Près de trois mois après la tuerie qu'il a perpétrée à Nice, Mohamed Lahouaiej Bouhlel demeure un profond mystère. Même s'il n'existe pas de «profil type» de terroriste, la vie de ce père de trois enfants, né à M'saken (Tunisie) il y a trente et un ans, semble souvent à mille lieues des préceptes édictés par le groupe Etat islamique. La lecture des premiers éléments de l'enquête de personnalité auxquels Libération a eu accès a de quoi laisser pantois. Rien, hormis quelques vidéos exhumées dans son ordinateur, ne paraît pour l'heure étayer une conscience aboutie de la doxa jihadiste. En revanche, la drague, le culte de soi et la fascination pour la violence sont omniprésents.

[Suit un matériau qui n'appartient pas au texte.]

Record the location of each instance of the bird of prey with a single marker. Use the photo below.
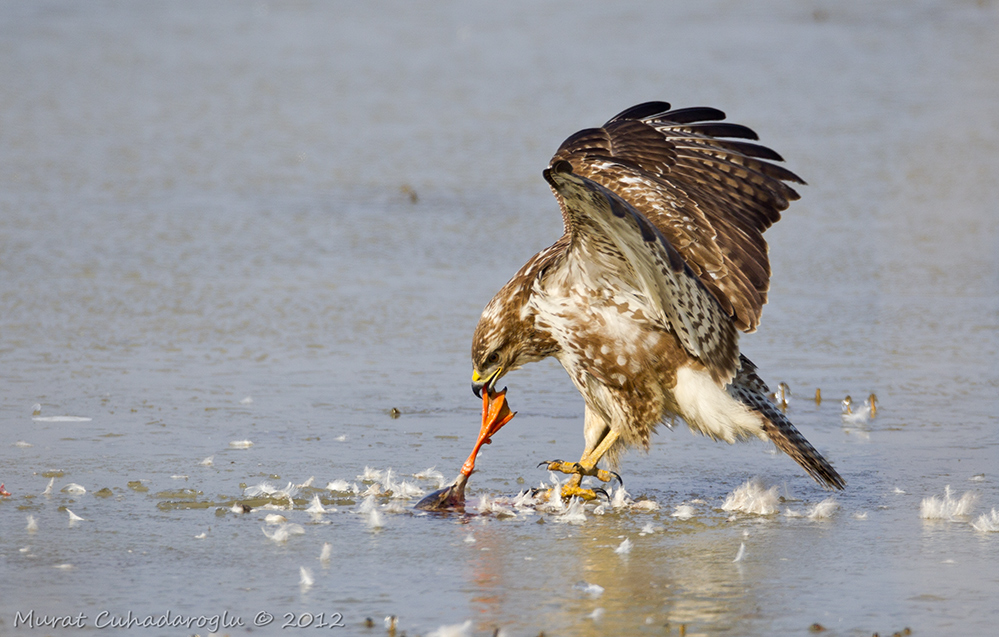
(661, 265)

«Il s'aimait, il était narcissique ?» demandent les enquêteurs à H., son ancienne épouse placée en garde à vue le lendemain de l'attentat. «Oui, c'était toujours lui d'abord. Quand il faisait de la muscu, il me demandait de le prendre en photo pour voir ses progrès ; il faisait très attention à sa personne.» Les interrogatoires de la femme de 32 ans, qui travaille dans un hôtel niçois, ont permis d'en apprendre davantage sur la personnalité trouble du terroriste. Le couple, en instance de divorce au moment des faits, s'était marié en 2006 en Tunisie. «Au début ça allait, puis peu à peu nous nous sommes engueulés et après il s'est mis à me taper dessus», dit H. Elle précise : «Une autre fois j'ai déposé plainte, car il faisait pipi sur moi et caca dans les chambres.»
Elle brosse ainsi le portrait d'un mari narcissique, brutal, aux réactions extrêmes. «Il voulait me pousser à divorcer pour qu'il puisse faire sa vie de célibataire, sortir avec des filles, aller en boîte», indique-t-elle. Selon son ex-épouse, Mohamed Lahouaiej Bouhlel «ne pratiqu[ait] pas du tout, il mange[ait] du porc, [buvait] de l'alcool. Il [fumait] de temps en temps». Elle ajoute : «Je ne l'ai jamais vu prier ni quoi que ce soit en relation avec la religion.» H. affirme aux enquêteurs qu'elle n'était pas au courant de son projet macabre. Elle tente de le joindre à plusieurs reprises dans la soirée du 14 juillet : «Je sais qu'il aimait les feux d'artifice et je voulais avoir de ses nouvelles quand j'ai su que le poids lourd avait fait plein de victimes.» Faute de charges probantes, elle sera relâchée deux jours plus tard.